American composer Margaret Vance Shelley arranged Blow the Wind Southerly for choir in 1967.

Welsh opera singer Bryn Terfel recorded two versions, first in 2009 accompanied by the London Symphony Orchestra conducted by Barry Wordsworth, with vocal backing by London Voices. In 2013, Terfel recorded another version with the Orchestra at Temple Square conducted by Mack Wilberg.

Sheku Kanneh-Mason recorded an instrumental version on cello in 2019. It was released on his 2020 album Elgar, also on Decca. A music video of Kanneh-Mason performing that version was also released in 2020.

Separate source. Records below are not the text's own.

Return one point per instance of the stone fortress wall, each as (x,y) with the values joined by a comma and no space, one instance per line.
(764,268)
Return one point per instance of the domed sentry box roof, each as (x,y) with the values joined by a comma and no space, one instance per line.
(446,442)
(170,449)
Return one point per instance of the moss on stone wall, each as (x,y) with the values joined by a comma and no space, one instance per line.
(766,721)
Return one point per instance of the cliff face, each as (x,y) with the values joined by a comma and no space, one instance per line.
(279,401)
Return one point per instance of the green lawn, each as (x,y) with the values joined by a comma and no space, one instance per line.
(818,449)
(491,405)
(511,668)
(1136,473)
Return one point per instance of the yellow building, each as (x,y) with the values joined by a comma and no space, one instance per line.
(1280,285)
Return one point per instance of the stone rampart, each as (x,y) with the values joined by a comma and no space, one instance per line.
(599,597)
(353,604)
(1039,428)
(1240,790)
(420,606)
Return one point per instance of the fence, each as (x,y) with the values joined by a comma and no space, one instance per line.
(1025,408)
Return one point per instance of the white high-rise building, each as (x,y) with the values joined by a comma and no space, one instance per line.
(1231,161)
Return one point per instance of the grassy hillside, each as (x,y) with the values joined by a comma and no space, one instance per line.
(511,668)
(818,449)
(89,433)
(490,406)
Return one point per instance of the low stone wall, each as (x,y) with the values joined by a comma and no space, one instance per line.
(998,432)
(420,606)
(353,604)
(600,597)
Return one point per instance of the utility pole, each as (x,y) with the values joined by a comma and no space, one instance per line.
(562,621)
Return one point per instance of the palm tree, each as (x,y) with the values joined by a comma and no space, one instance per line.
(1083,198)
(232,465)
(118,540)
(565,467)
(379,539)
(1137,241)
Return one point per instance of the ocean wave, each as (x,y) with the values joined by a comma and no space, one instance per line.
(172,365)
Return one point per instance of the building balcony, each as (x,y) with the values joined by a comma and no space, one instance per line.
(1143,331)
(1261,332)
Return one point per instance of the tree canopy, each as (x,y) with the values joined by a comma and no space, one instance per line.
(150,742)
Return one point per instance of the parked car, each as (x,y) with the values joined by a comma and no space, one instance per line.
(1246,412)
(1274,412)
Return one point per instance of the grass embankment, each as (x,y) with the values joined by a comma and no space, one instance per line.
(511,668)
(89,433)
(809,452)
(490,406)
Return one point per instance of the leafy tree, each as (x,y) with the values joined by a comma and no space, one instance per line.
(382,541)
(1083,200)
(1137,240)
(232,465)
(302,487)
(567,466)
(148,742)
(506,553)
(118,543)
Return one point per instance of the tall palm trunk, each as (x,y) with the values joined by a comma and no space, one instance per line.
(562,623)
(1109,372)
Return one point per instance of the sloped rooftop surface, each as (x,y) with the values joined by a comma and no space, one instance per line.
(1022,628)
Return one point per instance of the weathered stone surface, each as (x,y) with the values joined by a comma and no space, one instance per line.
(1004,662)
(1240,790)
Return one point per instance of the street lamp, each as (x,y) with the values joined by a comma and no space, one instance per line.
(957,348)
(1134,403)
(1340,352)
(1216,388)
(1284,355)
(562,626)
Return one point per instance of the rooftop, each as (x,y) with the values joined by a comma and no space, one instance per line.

"Blow the Wind Southerly" was recorded by the American quintet Bounding Main and released on their 2005 album Maiden Voyage.

==Lyrics==
As with all folk music, there are now multiple versions of the lyrics after years of these lyrics being passed down the generations primarily by word of mouth. A common version is:

CHORUS:
Blow the wind southerly, southerly, southerly,
Blow the wind south o'er the bonny blue sea;
Blow the wind southerly, southerly, southerly,
Blow bonnie breeze, my lover to me.

They told me last night there were ships in the offing,
And I hurried down to the deep rolling sea;
But my eye could not see it wherever might be it,
The barque that is bearing my lover to me.

CHORUS

I stood by the lighthouse the last time we parted,
Till darkness came down o'er the deep rolling sea,
And no longer I saw the bright bark (Note: Sources use this alternative (historical) spelling of "barque") of my lover.
Blow, bonny breeze and bring him to me.

CHORUS

Oh, is it not sweet to hear the breeze singing,
As lightly it comes o'er the deep rolling sea?
But sweeter and dearer by far when 'tis bringing,
The barque of my true love in safety to me.

CHORUS

The Ferrier recording does not have the "Oh," at the start of the last verse and changes ""when 'tis" to "'tis when". Also, the Ferrier recording varies the words of the chorus, whereas traditional versions do not; and the Ferrier recording misses out the second of the three verses shown above.